De mon côté, je fais des pets, c'est plus anecdotique, mais je m'éclate à roter pour le site des Ptits Repères qui s'étoffe tous les deux mois d'un nouveau jeu que je sonorise avec la complicité de l'équipe de Surletoit qui conçoit et réalise le site enfants de la Marque Repères et ce depuis trois ans... Ce matin, justement, il ne fallait pas manquer d'air pour pédaler sur son vélo d'appartement. J'ai aspiré, j'ai soufflé.

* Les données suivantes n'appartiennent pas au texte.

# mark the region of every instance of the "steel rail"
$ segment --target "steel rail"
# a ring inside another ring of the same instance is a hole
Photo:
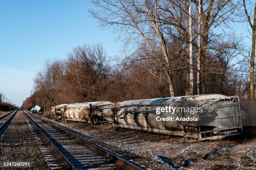
[[[6,117],[6,116],[7,116],[8,115],[10,115],[10,114],[11,114],[11,113],[12,113],[14,111],[15,111],[16,110],[13,110],[11,111],[10,112],[9,112],[9,113],[7,113],[5,115],[4,115],[3,116],[0,117],[0,120],[3,119],[4,118],[5,118],[5,117]]]
[[[68,160],[68,158],[67,158],[60,150],[59,150],[55,145],[53,142],[51,141],[51,140],[49,139],[49,138],[48,138],[44,133],[43,132],[44,130],[42,129],[42,128],[41,128],[40,125],[38,125],[38,124],[35,121],[34,121],[27,113],[26,113],[23,110],[23,111],[31,120],[31,122],[36,126],[37,129],[38,129],[38,130],[41,133],[42,133],[43,135],[44,135],[44,138],[47,139],[48,142],[50,144],[51,146],[53,149],[54,150],[60,157],[61,157],[61,158],[62,158],[66,162],[69,166],[69,168],[74,170],[77,169],[76,167],[72,165],[72,163],[70,162],[69,160]],[[67,136],[71,137],[73,139],[76,140],[76,141],[79,142],[81,144],[88,147],[92,150],[94,150],[97,152],[100,153],[102,155],[103,157],[107,158],[108,160],[112,161],[117,165],[120,165],[121,166],[123,166],[125,167],[126,169],[129,170],[142,170],[147,169],[144,167],[138,164],[136,164],[136,163],[129,161],[127,159],[121,158],[119,155],[115,152],[111,152],[109,150],[107,150],[107,149],[103,148],[103,147],[101,146],[91,142],[86,139],[82,138],[73,133],[67,131],[61,127],[58,127],[53,123],[44,120],[38,116],[36,116],[35,115],[35,116],[44,122],[49,125],[51,126],[56,129],[57,129],[63,134],[65,134]]]
[[[9,115],[10,114],[11,114],[11,113],[13,112],[15,110],[12,111],[11,112],[10,112],[10,113],[8,113],[8,115]],[[14,117],[14,116],[15,116],[15,115],[16,115],[16,113],[18,111],[18,110],[16,110],[16,112],[13,114],[13,115],[12,116],[11,116],[10,118],[9,118],[4,123],[3,123],[3,124],[2,124],[1,126],[0,126],[0,131],[2,130],[3,130],[3,129],[5,128],[5,125],[6,125],[6,124],[7,123],[8,123],[9,122],[10,122],[10,121],[11,121],[11,120]],[[6,116],[4,116],[3,117],[4,117],[5,118]],[[3,117],[1,117],[1,118],[3,118]],[[2,120],[2,119],[1,119],[1,120]]]

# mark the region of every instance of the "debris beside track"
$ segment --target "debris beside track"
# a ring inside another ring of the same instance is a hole
[[[53,122],[152,170],[256,169],[255,140],[190,142],[110,125]]]

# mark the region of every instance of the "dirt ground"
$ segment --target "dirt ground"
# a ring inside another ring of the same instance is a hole
[[[116,126],[54,122],[152,170],[256,169],[256,140],[243,136],[188,142]]]

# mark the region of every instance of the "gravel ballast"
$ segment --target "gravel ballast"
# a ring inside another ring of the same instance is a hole
[[[18,111],[0,139],[1,161],[30,162],[31,169],[49,169],[26,120],[22,112]]]
[[[58,122],[81,137],[152,170],[256,169],[256,140],[242,137],[188,142],[180,137],[74,122]]]

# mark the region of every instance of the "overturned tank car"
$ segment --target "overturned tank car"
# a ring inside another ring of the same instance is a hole
[[[113,111],[121,127],[199,140],[241,134],[241,117],[238,97],[218,94],[125,101]]]
[[[55,118],[56,120],[64,120],[65,119],[64,112],[68,105],[67,104],[63,104],[52,107],[51,110],[51,115]]]
[[[87,102],[65,105],[59,109],[61,120],[91,124],[112,122],[111,107],[108,101]],[[56,112],[55,109],[52,112]]]

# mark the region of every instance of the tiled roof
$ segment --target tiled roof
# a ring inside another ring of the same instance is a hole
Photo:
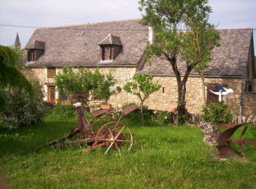
[[[234,29],[219,30],[219,44],[213,50],[212,60],[205,71],[206,76],[242,76],[243,75],[252,38],[252,29]],[[178,60],[178,61],[181,61]],[[185,62],[181,61],[179,70],[185,71]],[[151,65],[146,64],[139,70],[150,74],[174,74],[170,63],[164,58],[153,56]],[[192,72],[190,75],[196,75]]]
[[[119,36],[114,36],[111,33],[108,34],[108,36],[104,39],[98,45],[117,45],[122,46],[121,40]]]
[[[148,43],[148,27],[128,20],[69,27],[37,29],[25,49],[34,41],[45,43],[44,54],[33,65],[46,66],[136,66],[140,61]],[[85,33],[81,33],[85,30]],[[101,62],[99,43],[111,33],[112,43],[123,46],[123,50],[111,62]],[[119,38],[119,39],[118,39]],[[121,43],[121,44],[120,44]]]
[[[30,43],[27,43],[25,46],[25,49],[45,49],[45,43],[43,41],[37,41],[37,40],[34,40],[30,41]]]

Les gens qui ont la chance de me voir faire des grimaces et des grands gestes derrière la vitre du studio me disent que c'est chouette comme travail. Se faire payer pour faire des bruits glauques, c'est vrai que c'est super ! Notre client, intelligent, accepte les effets scatologiques dont les enfants raffolent. Tu vois, il m'en faut peu pour me satisfaire. L'art, l'amour, le sexe, le travail, la révolte, tout n'est affaire que de régression. La maturité est de l'apprivoiser.